Our European visitors are often surprised by our satisfaction scores citing the erroneous ‘fact’ that Britain’s railways are the most expensive in Europe. In fact, we deliver operating costs below the European average. The main infrastructure manager, Network Rail, have reduced the costs of running the railway by 32% and controllable operating costs by 46%. Furthermore, rail fares have only actually increased by 6.7% in real terms between liberalisation in 1997 and 2014 (KPMG 2015).

The misunderstanding about the cost of our railway stems from confusion as to the source of revenue to the railways. Government policy in Britain has been for these costs to be borne in a greater proportion by the fare payer rather than the tax payer. As a result, our public service contracts, PSOs or franchises, make a net payment to government rather than receive any subsidy. This is in comparison with France, for example, where PSOs are subsidised by nearly €25 per kilometre.

This balance has also helped railways in Britain to make a significant contribution to the economy. 1.68 billion passengers (excluding TfL’s services in London) and 17.8 billion tonnes of freight are carried each year on Britain’s railways. Independent research has calculated this as having a value to the economy of £10.1 billion gross value added and also pays up to £4 billion to the Exchequer each year1. Rail reduces CO2 emissions by up to 7.7 million tonnes per year, valued at £460 million. The value of reduced congestion on the roads is £12.9 billion.

The implementation of the Fourth Railway Package is the start of a new chapter for Europe’s railways. It is a chapter that no railway can embark on alone and our success will lie in open dialogue and exchanges of experiences based not just on the narrative, but also the facts. 


  1. Oxera 2015

About the RDG

The Rail Delivery Group (RDG) exists to enable rail companies to succeed in transforming and delivering a successful railway.
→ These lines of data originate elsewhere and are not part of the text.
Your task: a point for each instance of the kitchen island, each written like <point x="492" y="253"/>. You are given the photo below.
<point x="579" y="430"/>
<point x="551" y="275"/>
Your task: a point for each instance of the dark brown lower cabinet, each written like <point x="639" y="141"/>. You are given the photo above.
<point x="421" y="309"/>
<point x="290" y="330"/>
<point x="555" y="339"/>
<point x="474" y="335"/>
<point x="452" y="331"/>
Rail plays an ever-more crucial role in Britain, with long-term growth in passengers and freight.

The RDG brings together all passenger and freight operators with Network Rail and HS2, providing services and support to enable them to succeed by delivering better services for their customers. This ultimately benefits taxpayers and the economy.
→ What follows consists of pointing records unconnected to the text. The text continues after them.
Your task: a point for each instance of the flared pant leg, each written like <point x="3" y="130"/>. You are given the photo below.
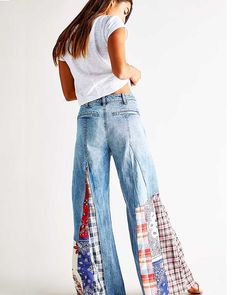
<point x="96" y="268"/>
<point x="157" y="251"/>
<point x="112" y="126"/>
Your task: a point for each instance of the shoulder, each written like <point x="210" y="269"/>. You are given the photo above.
<point x="113" y="22"/>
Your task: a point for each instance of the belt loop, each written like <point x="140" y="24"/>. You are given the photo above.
<point x="103" y="100"/>
<point x="124" y="99"/>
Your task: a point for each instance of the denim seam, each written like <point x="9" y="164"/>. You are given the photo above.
<point x="92" y="186"/>
<point x="135" y="156"/>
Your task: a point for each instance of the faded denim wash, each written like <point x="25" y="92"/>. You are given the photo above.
<point x="112" y="126"/>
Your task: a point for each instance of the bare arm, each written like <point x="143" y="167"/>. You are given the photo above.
<point x="116" y="50"/>
<point x="67" y="81"/>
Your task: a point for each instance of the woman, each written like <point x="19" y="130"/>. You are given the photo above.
<point x="93" y="70"/>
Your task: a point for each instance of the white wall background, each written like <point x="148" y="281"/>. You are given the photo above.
<point x="179" y="46"/>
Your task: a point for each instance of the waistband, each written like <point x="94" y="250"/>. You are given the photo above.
<point x="111" y="97"/>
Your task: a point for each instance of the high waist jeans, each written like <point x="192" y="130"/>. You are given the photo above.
<point x="112" y="126"/>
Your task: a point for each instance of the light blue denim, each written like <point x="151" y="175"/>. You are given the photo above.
<point x="112" y="126"/>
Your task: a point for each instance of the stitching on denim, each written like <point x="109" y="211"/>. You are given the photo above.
<point x="130" y="145"/>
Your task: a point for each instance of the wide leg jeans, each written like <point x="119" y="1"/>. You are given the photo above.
<point x="112" y="126"/>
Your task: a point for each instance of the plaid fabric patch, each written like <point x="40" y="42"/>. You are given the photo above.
<point x="150" y="258"/>
<point x="87" y="265"/>
<point x="99" y="285"/>
<point x="178" y="273"/>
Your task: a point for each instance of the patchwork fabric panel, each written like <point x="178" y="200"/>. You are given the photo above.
<point x="150" y="258"/>
<point x="179" y="276"/>
<point x="87" y="264"/>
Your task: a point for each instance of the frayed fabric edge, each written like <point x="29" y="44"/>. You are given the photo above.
<point x="163" y="267"/>
<point x="88" y="248"/>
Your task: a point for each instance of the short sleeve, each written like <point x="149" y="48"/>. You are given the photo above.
<point x="61" y="58"/>
<point x="114" y="22"/>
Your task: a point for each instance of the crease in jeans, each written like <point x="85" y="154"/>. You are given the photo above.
<point x="87" y="268"/>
The RDG organises its activities into four portfolios with the following objectives:

  • Customer experience – modernising ticketing and improving door-to-door journeys
  • Today’s railway – improving punctuality, reliability and value for money
  • Industry reform – improving industry structures to enable excellence
  • Tomorrow’s railway – better planning for the railway’s future.
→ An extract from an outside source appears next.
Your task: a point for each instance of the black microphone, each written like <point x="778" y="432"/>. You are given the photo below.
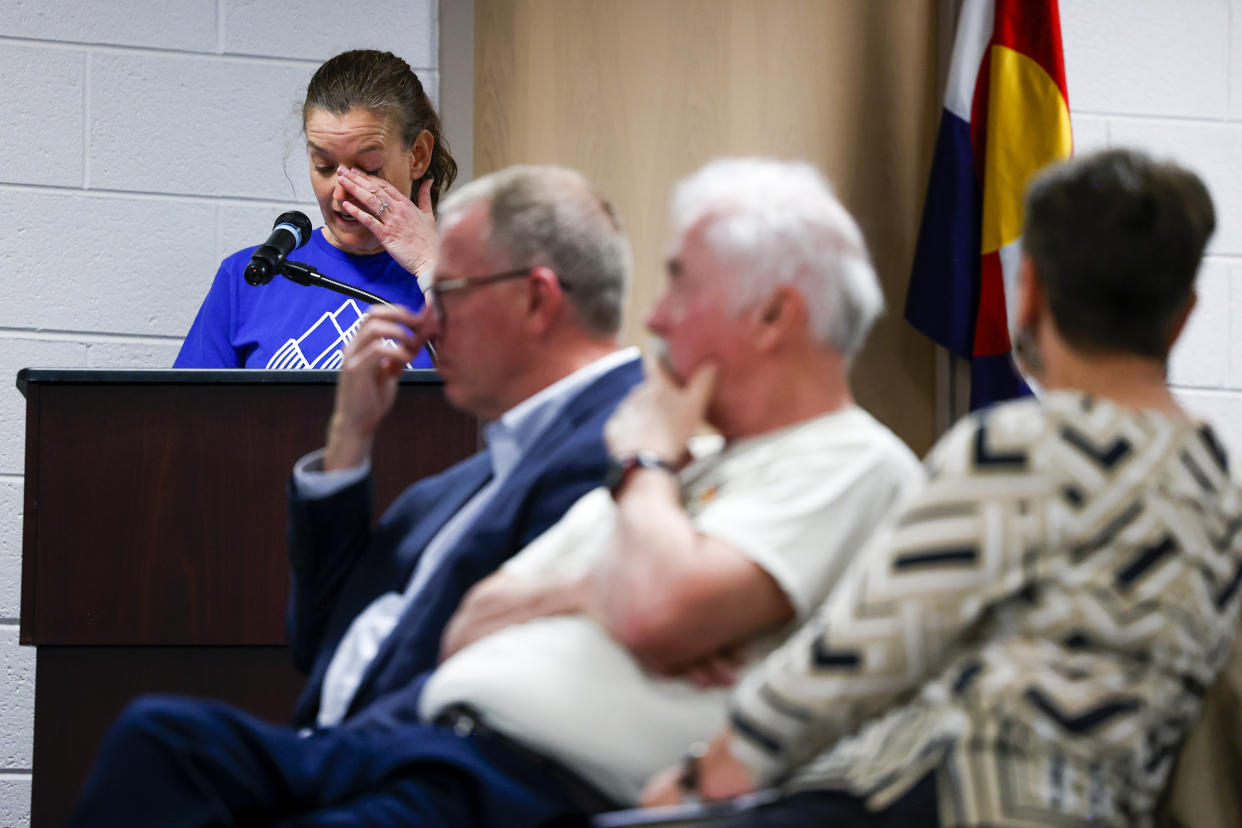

This activity is supported by communications and engagement with stakeholders, and improvements in how the RDG is organised and operates. The RDG also provides support and gives a voice to freight and passenger operators, as well as delivering important national ticketing, information and reservation services for passengers and staff on behalf of member companies.


The Association of Train Operating Companies (ATOC) was set up after privatisation in 1993, to bring together all train companies to preserve and enhance the benefits for passengers of Britain’s national rail network. In 2011, it was joined by the RDG, which was responsible for policy formulation and communications on behalf of the whole rail industry.  In October 2016, the single name of Rail Delivery Group was adopted to describe the two organisations.